Poolse Successieoorlog
Poolse Successieoorlog | ||||
---|---|---|---|---|
Stanislaus Leszczynski, verloor de strijd om de Poolse troon
| ||||
Datum | 1733 - 1738 | |||
Locatie | Europa: Polen, Rijnland en Noord-Italië | |||
Resultaat | Verdrag van Wenen (1738): troon gaat naar Frederik August II van Saksen | |||
Casus belli | Onenigheid tussen grootmachten over opvolging August II van Polen | |||
Territoriale veranderingen |
Lotharingen Frans (Leszczyński hertog), Napels-Sicilië Spaans (Carlos koning), Parma Oostenrijks | |||
Strijdende partijen | ||||
|
De Poolse Successieoorlog was een oorlog van 1733 tot 1738 om de opvolging op de Poolse troon, waarbij behalve het Pools-Litouwse Gemenebest ook Rusland, Saksen, Oostenrijk, Frankrijk en Spanje betrokken waren.
Na de dood van de Poolse koning August de Sterke in 1733 was de Poolse Sejm verdeeld over de vraag wie hem moest opvolgen. Buitenlandse mogendheden gingen zich in deze kwestie mengen. De Franse kandidaat was Stanislaus Leszczynski, de Russische en Oostenrijkse kandidaat was Frederik August II van Saksen, de zoon van de overleden koning.
Omdat Polen veel te ver van de Franse machtssfeer af lag, hadden de Fransen geen mogelijkheid om hun kandidaat, die de schoonvader was van koning Lodewijk XV van Frankrijk, daadwerkelijke steun te bieden.

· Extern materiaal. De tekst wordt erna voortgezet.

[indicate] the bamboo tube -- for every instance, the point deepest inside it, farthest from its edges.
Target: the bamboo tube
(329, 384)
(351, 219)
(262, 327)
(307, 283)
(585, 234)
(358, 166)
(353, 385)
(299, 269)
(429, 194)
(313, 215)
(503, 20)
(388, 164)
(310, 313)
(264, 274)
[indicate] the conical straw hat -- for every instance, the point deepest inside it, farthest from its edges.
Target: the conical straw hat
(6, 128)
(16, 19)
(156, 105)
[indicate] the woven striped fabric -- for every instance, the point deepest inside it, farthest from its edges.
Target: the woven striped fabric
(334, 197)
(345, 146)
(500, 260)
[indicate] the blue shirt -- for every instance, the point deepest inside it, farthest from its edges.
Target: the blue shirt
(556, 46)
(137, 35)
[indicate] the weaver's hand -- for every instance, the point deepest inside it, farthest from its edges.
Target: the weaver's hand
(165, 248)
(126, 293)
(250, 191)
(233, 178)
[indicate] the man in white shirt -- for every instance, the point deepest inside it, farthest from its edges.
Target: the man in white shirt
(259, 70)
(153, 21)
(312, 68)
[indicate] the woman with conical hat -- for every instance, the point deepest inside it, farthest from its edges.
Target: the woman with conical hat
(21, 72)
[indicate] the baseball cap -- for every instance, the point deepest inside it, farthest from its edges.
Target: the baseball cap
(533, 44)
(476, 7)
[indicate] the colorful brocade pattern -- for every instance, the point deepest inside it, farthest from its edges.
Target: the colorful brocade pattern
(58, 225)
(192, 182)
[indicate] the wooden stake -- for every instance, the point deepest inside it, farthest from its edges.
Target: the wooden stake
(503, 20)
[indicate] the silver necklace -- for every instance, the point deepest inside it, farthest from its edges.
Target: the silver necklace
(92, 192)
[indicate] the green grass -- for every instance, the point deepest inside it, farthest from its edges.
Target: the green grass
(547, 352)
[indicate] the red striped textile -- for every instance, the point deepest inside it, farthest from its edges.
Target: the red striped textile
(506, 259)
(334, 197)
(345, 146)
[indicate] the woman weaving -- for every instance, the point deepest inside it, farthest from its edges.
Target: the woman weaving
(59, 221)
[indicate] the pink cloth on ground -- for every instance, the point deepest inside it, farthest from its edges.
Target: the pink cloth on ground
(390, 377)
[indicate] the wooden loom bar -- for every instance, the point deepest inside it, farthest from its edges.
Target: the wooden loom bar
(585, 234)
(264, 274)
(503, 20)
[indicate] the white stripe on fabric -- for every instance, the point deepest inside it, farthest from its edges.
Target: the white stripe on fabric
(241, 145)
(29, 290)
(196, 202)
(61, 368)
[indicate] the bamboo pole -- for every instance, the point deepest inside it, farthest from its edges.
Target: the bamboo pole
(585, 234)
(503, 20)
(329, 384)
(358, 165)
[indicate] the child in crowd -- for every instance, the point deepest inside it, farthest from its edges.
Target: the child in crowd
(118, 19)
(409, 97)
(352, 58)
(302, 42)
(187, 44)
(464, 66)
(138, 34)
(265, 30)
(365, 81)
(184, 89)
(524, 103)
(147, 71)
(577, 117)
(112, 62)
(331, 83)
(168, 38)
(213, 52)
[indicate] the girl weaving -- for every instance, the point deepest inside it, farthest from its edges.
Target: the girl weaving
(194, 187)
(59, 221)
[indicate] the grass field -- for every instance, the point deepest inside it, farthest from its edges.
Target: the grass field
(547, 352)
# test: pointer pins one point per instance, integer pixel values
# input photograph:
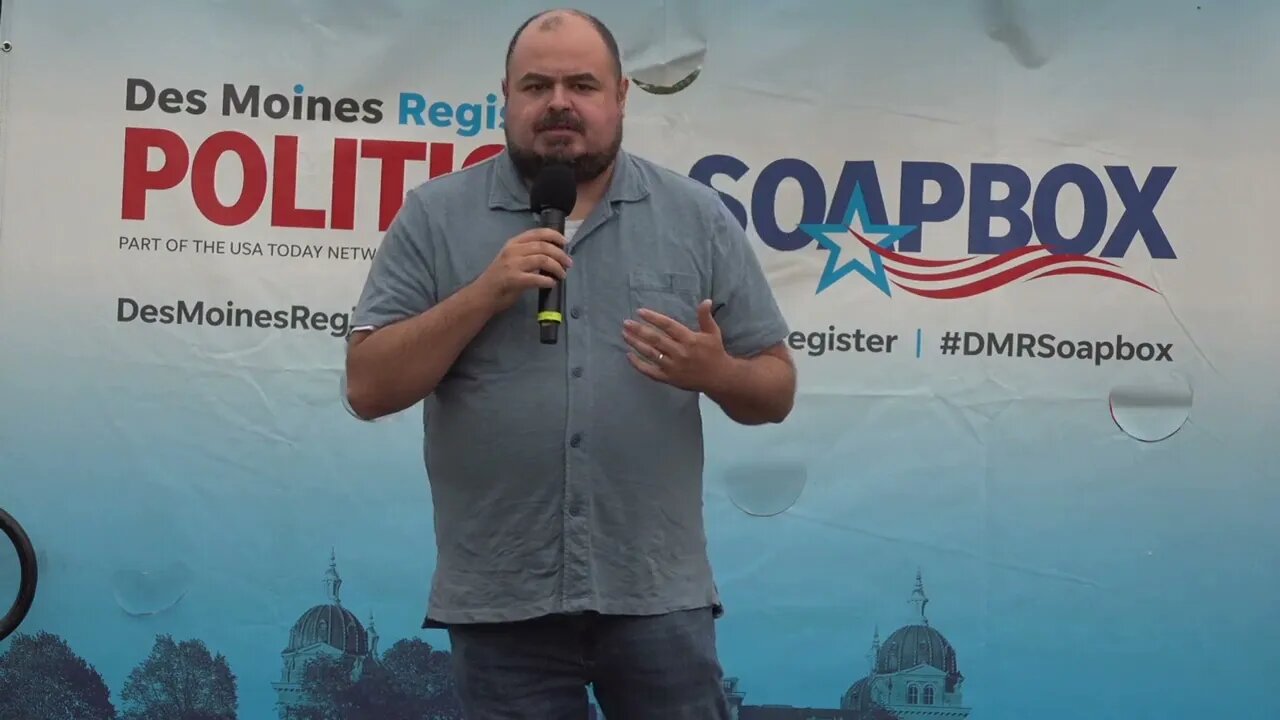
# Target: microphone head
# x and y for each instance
(554, 187)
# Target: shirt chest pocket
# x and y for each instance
(675, 295)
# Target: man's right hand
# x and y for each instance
(531, 259)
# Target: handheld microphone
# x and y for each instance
(552, 196)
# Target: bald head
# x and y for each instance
(565, 95)
(549, 22)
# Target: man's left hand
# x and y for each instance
(670, 352)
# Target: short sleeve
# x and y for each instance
(401, 282)
(743, 302)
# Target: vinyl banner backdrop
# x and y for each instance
(1025, 253)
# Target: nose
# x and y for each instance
(560, 96)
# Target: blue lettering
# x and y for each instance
(411, 108)
(914, 212)
(853, 174)
(1028, 210)
(470, 118)
(1045, 209)
(712, 165)
(983, 208)
(442, 114)
(1139, 212)
(764, 203)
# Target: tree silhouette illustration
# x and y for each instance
(410, 682)
(42, 678)
(181, 680)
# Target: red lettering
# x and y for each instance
(393, 154)
(481, 154)
(278, 174)
(284, 188)
(343, 199)
(138, 180)
(204, 178)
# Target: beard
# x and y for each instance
(586, 165)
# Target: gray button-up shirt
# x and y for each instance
(563, 479)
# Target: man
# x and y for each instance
(566, 478)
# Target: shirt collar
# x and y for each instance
(507, 191)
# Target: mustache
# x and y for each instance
(558, 121)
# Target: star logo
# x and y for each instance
(853, 229)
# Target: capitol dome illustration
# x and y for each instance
(327, 629)
(914, 673)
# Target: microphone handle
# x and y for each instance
(551, 300)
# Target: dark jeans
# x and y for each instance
(640, 668)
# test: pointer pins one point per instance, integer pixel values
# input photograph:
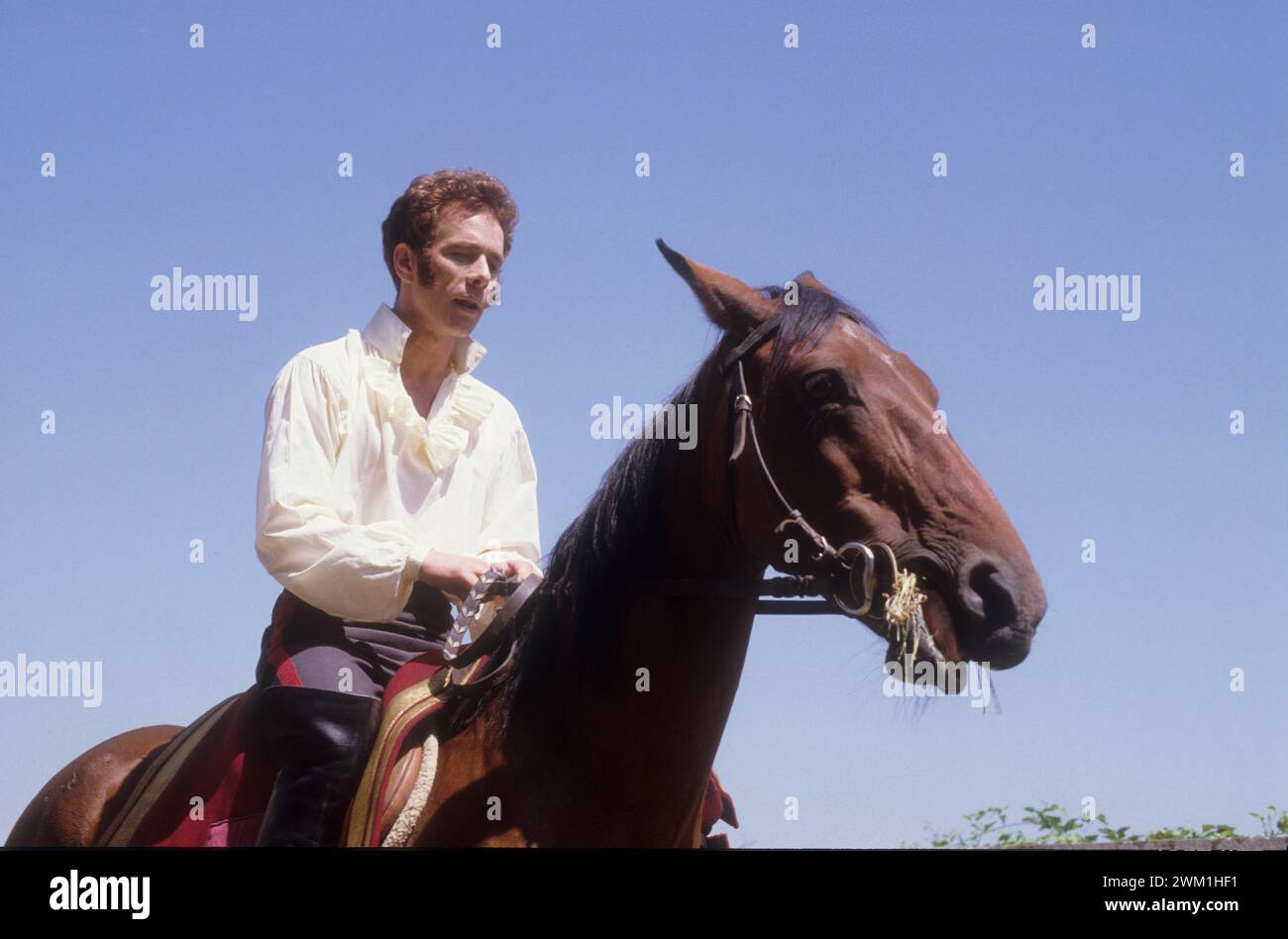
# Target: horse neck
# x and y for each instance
(643, 758)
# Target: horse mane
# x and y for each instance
(619, 532)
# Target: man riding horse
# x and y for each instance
(390, 478)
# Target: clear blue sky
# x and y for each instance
(764, 161)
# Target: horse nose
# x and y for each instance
(988, 590)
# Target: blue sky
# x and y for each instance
(764, 161)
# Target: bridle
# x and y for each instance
(851, 577)
(855, 570)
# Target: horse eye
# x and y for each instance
(823, 385)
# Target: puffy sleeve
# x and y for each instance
(357, 573)
(510, 509)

De Franse eerste minister kardinaal de Fleury besloot daarom zich te beperken tot een aantasting van de Oostenrijkse machtspositie in West-Europa. Om de Britten niet te provoceren om aan de oorlog deel te nemen, zag hij af van een aanval op de Oostenrijkse Nederlanden, maar beperkte hij zich ertoe om de Franse legers Lotharingen te laten veroveren op Frans van Lotharingen, de verloofde van de Oostenrijkse troonopvolgster Maria Theresia, en om de Oostenrijkse bezittingen in Zuid-Italië te veroveren.
Russische en Oostenrijkse troepen liepen in de tussentijd heel Polen onder de voet en Stanislaus Leszczynski moest (in vrouwenkleren vermomd) per schip uit het belegerde Danzig ontsnappen.
Bij de uiteindelijke Vrede van Wenen werd er een voor de verschillende partijen min of meer bevredigende "deal" getroffen. Lodewijk XV accepteerde dat zijn schoonvader de Poolse troon verloren had. Deze mocht echter voor de rest van zijn leven het hertogdom Lotharingen besturen (doordat hij zo erg oud werd zou het tot 1766 duren voordat Frankrijk dit begeerde gebied eindelijk kon annexeren). Frans van Lotharingen kreeg Toscane in ruil voor zijn voorvaderlijke hertogdom. Don Carlos (de latere Karel III), zoon van koning Filips V van Spanje, een familielid van de Franse koning, mocht voortaan op het op de Oostenrijkers veroverde koninkrijk Napels en Sicilië regeren, in ruil waarvoor hij alleen het kleine hertogdom Parma, dat hij van zijn moeder had geërfd, aan Oostenrijk moest afstaan.